Fresh Install of 1.5.9 with CentOS 7 issues
-
@Chris-Whiteley Nothing after that?
-
@Sebastian-Roth It just had a connection thing with my browser. At least that’s what I think it is.
192.168.20.9 - - [06/Oct/2020:08:43:58 -0700] "POST /fog/management/index.php?node=client&sub=wakeEmUp HTTP/1.1" 200 4350 "-" "Mozilla/5.0 (Linux x86_64; rv:80.0) Gecko/20100101 Firefox/80.0"
-
@Chris-Whiteley There must be something we are missing here. Is that machine that is not able to PXE boot from your FOG server in the same subnet as the FOG server? Connected to the same switch?
Can you please take a picture of the error on screen and post here?
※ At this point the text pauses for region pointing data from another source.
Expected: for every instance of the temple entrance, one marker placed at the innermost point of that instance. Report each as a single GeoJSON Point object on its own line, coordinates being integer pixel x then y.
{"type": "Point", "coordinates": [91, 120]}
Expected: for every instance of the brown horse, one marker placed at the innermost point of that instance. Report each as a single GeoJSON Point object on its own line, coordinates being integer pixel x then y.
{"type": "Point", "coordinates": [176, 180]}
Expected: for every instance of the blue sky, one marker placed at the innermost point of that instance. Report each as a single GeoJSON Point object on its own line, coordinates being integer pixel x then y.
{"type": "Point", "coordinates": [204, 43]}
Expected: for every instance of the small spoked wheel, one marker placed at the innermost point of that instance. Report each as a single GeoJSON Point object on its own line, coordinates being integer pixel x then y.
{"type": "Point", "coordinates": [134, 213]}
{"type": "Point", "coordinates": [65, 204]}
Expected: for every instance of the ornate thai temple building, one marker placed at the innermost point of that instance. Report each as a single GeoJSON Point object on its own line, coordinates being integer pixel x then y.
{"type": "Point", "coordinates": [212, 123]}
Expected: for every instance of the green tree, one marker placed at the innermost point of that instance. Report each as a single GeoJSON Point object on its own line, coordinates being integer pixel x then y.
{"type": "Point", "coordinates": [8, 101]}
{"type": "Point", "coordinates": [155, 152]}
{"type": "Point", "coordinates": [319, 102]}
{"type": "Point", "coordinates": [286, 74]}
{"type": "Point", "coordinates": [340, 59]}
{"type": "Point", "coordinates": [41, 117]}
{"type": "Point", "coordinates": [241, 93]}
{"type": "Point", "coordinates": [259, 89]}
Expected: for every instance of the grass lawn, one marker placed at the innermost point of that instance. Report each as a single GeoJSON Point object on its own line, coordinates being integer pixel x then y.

Just wanna make sure we are not missing something here.
-
I was simply thinking of what potentially be the issue. In the past I know we had a type of issue with fog/service being set as fogservice. So it was just a thought.
As you’re using centos, can you provide logs for:
/var/log/php-fpm/www-error.log (or very close)
Php errors will show up there for centos typically.
-
The error on the screen is the same one that I have posted below in this thread. Here are a couple of more pictures about it.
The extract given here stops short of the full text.